Sanja Iveković (1949, Zagreb) currently lives and works in Zagreb, Croatia. She was raised in the Socialist Federal Republic of Yugoslavia and belongs to the artistic generation covered by the umbrella term New Art Practice, which emerged after 1968. Iveković continuously contested the role of art in society through a wide range of media, at the points of intersection between gender, nation, and class. Her work from the 1990s deals with the collapse of socialist regimes and with the consequences of the triumph of capitalism and the market economy over living conditions, particularly for women. She has participated in numerous international biennials and major exhibitions.

Opening
Performance, 1976

 
This action was performed on the day of the artist's first big solo museum show. She stood at the entrance of the exhibition with an amplified stethoscope pressed against her heart, so that the sound of its beating was transmitted through the loudspeakers in the space. Since she had tape over her mouth, she did not speak with the visitors who were entering the gallery. The work was a stark comment on repression and authoritarianism in Yugoslavia.

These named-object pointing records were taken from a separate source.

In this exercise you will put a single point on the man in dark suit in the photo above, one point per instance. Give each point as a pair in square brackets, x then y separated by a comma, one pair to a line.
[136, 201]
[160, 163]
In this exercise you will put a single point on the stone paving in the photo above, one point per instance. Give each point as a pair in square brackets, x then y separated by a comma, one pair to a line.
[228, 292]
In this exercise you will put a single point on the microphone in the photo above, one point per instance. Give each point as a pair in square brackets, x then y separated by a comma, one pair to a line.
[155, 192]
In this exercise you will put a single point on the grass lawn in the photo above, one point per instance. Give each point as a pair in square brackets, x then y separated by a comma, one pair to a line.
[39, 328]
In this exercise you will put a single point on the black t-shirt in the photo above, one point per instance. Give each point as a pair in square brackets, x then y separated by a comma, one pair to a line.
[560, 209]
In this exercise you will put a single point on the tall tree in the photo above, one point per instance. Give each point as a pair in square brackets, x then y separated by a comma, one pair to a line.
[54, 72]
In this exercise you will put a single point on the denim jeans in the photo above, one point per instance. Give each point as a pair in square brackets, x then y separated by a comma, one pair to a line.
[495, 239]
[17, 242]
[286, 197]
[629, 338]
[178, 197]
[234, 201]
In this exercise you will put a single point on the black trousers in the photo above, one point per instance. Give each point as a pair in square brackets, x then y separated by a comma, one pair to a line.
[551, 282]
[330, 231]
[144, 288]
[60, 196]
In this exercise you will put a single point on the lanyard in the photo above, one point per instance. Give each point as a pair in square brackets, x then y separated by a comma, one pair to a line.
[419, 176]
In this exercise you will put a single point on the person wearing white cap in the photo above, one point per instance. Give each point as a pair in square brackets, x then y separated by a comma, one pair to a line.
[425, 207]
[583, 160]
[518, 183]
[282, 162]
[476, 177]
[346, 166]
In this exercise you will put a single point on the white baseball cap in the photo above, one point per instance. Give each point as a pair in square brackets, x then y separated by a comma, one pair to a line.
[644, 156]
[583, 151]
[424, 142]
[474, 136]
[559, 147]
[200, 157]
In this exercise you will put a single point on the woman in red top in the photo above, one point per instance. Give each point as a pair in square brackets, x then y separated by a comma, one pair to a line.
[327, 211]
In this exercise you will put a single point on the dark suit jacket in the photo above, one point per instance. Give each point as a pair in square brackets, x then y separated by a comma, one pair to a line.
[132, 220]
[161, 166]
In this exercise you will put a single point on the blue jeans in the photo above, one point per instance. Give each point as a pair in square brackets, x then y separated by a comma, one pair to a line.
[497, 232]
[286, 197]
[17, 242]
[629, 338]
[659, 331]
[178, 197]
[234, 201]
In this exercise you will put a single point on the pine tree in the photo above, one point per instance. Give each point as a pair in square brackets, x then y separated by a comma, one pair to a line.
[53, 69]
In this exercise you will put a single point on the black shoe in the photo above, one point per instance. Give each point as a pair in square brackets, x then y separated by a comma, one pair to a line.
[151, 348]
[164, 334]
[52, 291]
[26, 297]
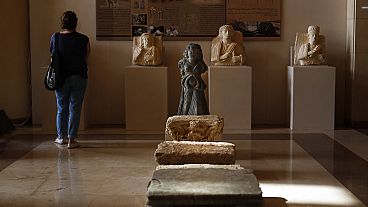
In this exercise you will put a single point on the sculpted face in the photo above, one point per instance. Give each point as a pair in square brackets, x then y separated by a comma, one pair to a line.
[147, 41]
[312, 35]
[226, 33]
[193, 55]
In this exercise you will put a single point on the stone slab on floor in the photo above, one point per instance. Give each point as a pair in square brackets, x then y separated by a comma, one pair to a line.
[188, 152]
[194, 128]
[203, 185]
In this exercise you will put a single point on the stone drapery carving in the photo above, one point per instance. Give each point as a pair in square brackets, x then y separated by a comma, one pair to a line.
[227, 48]
[192, 98]
[310, 47]
[147, 50]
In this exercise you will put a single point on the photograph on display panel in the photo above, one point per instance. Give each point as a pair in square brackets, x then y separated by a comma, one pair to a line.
[181, 19]
[256, 19]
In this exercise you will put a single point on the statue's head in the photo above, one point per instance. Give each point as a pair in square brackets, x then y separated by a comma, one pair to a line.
[313, 32]
[193, 52]
[226, 32]
[147, 40]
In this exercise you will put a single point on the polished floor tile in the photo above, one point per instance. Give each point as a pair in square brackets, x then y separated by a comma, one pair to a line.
[113, 170]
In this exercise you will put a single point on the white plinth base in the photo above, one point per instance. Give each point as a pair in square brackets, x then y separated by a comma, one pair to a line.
[312, 97]
[230, 95]
[146, 98]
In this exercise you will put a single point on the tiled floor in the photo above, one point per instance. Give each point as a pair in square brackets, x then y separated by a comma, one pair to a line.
[313, 169]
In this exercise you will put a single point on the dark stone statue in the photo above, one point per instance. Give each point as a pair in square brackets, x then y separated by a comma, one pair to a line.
[192, 99]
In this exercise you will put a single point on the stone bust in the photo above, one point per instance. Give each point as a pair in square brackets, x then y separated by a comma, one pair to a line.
[310, 48]
[147, 50]
[227, 48]
[192, 98]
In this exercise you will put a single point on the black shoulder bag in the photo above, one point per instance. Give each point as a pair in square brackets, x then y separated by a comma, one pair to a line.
[54, 78]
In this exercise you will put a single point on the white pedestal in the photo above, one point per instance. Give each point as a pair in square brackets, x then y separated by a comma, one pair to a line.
[230, 95]
[146, 98]
[312, 97]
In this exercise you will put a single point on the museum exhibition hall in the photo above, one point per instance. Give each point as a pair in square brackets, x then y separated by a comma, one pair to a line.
[173, 103]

Isn’t She Too Old for This? (On Witches)
Photo collage, drawing, 2013


This project contains historical and contemporary imagery and texts related to the figures of witches and witch hunts. These stark and infamous historical drawings of witches, dating from medieval times, are juxtaposed with numerous contemporary examples of stigmatizations and witch hunts of women. This contrast shows that the efforts of patriarchal structures to silence and repress women continue today. Examples of this series of photocollages include the Witches of Rio, a Croatian case of a contemporary “witchhunt”, the imprisonment of members of the Russian punk group Pussy Riot, and various cases of women being burned in Africa (as mentioned in research, and last year’s articles, by feminist scholar Silvia Federici. Federici’s work inspired Iveković to make this piece).

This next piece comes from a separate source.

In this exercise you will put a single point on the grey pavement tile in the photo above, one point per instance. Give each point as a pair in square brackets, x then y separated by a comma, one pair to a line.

New Zagreb (People behind the windows)
Photo collage, digital print, 1979


This work is an enlarged copy of an intervention that the artist made of a black and white newspaper photograph, documenting Yugoslav president Josip Broz Tito’s ceremonial visit to Zagreb with his wife Jovanka in 1979. For security reasons, all inhabitants of the streets that the parade accompanying the president would pass through were asked to stay away from windows and balconies, and to keep windows closed, with shutters pulled down. As could be discerned from the photograph of the motorcade published in a local newspaper, however, many citizens disobeyed the order and watched the parade from their balconies. The artist colored all such balconies red, blue, and yellow, creating a geometric composition. This composition, together with the rectangular grid of the modernist building depicted, recalled a Piet Mondrian painting.


Practice Makes a Master
Video, 1982


Iveković's 1982 video performance Practice Makes a Master is a haunting piece, in which an anonymous hooded woman repeatedly struggles to her feet and is then seemingly shot down by an unseen assailant, sprawling theatrically on the floor before rising again and then falling again. The visuals are accompanied by an incongruous, disturbing audio mix of gambling machine jingles and Marilyn Monroe movie soundtracks.